There was no point in struggling.
He found some solace in that he still found killing children distasteful. It had never been difficult; just a snap and they were gone. He slept better than he ever had before. Deep, dreamless oceans that he had to struggle out of, panting with exertion when he finally woke and didn’t wonder why he wanted to be awake. None of the alchemists had the same reaction; he had to look farther, across that chasm at the regular troops, to find similar symptoms. He gave all his mirrors to Kimbley and had him turn them to crisp bits of razor-sharp crystals; he couldn’t stand the right of his own expression, blank and unblinking and always looking through whatever his face was pointed towards. Kimbley offered to take care of that too, and he almost accepted. Then he remembered that he needed his eyes for the military, and regretfully sent the man off to take the eyes of some Ishbal woman he never knew and never met.
He never thought of killing himself.
There was too much else taking up his attention, missions and people and oxygennitrogenhydrogrenburning. He learned to filter out the chatter of troops, because if he listened to it he couldn’t pick out just one thing and it was overwhelming, made him want to scream until it stopped.

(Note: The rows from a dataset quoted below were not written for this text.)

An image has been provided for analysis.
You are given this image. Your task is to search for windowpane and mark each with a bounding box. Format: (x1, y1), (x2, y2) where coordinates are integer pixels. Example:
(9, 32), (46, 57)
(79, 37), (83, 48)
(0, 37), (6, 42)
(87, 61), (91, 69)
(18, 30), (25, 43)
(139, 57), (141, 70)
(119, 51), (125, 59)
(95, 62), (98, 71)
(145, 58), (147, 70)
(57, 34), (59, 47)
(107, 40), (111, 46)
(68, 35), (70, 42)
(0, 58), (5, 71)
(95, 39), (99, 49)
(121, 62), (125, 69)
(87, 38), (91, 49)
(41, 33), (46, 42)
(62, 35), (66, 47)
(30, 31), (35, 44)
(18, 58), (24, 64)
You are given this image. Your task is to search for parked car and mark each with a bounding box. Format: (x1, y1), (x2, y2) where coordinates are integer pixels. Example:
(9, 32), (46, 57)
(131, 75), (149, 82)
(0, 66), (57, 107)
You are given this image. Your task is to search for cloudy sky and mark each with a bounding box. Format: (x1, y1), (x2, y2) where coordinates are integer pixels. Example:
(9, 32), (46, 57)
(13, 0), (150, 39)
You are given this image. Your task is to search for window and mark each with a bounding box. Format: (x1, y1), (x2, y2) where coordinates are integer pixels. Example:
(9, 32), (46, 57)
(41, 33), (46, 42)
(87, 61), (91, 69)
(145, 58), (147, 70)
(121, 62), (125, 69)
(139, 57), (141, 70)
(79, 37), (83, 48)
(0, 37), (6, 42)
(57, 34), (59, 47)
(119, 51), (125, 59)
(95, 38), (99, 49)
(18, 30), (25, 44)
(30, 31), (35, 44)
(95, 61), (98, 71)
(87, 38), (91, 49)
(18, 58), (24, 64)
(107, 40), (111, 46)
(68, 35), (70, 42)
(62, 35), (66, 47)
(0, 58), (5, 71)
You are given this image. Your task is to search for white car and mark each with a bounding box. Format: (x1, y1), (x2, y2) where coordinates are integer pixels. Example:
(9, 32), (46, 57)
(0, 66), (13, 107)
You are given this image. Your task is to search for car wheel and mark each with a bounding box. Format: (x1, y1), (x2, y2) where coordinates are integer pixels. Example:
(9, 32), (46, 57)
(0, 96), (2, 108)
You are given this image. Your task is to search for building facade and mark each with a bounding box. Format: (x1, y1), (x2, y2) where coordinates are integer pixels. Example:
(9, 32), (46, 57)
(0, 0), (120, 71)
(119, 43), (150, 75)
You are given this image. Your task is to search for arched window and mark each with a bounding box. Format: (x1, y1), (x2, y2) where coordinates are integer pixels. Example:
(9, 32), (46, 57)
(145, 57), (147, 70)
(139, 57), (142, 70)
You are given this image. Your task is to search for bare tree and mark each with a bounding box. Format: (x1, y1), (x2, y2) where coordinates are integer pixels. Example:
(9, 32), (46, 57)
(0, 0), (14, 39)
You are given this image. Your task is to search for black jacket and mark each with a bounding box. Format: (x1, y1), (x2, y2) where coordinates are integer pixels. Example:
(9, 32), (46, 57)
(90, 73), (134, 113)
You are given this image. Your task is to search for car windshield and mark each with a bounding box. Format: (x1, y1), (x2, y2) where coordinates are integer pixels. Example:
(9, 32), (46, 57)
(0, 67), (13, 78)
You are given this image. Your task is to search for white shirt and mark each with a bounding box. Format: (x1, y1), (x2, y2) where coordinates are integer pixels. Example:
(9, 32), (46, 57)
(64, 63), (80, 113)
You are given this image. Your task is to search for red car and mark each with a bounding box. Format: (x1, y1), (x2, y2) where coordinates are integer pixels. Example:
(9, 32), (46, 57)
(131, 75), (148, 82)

He learned to listen only to orders, learned to see only the hand signals of battle, learned to feel only the coarse flint of his gloves. He had new ones given to him every week, flawless in every detail, because he wore them out so quickly. He kept every discarded pair under his cot, watching with distant amusement as the sand slowly drifted under the tent flap and covered them up, one by one.
He didn’t know how to go home.
He wanted to stay where the orders were familiar and the sun was warm and the blood was red. They didn’t let him. He went back to the grey and wet and dark, and wondered why he was suddenly insane.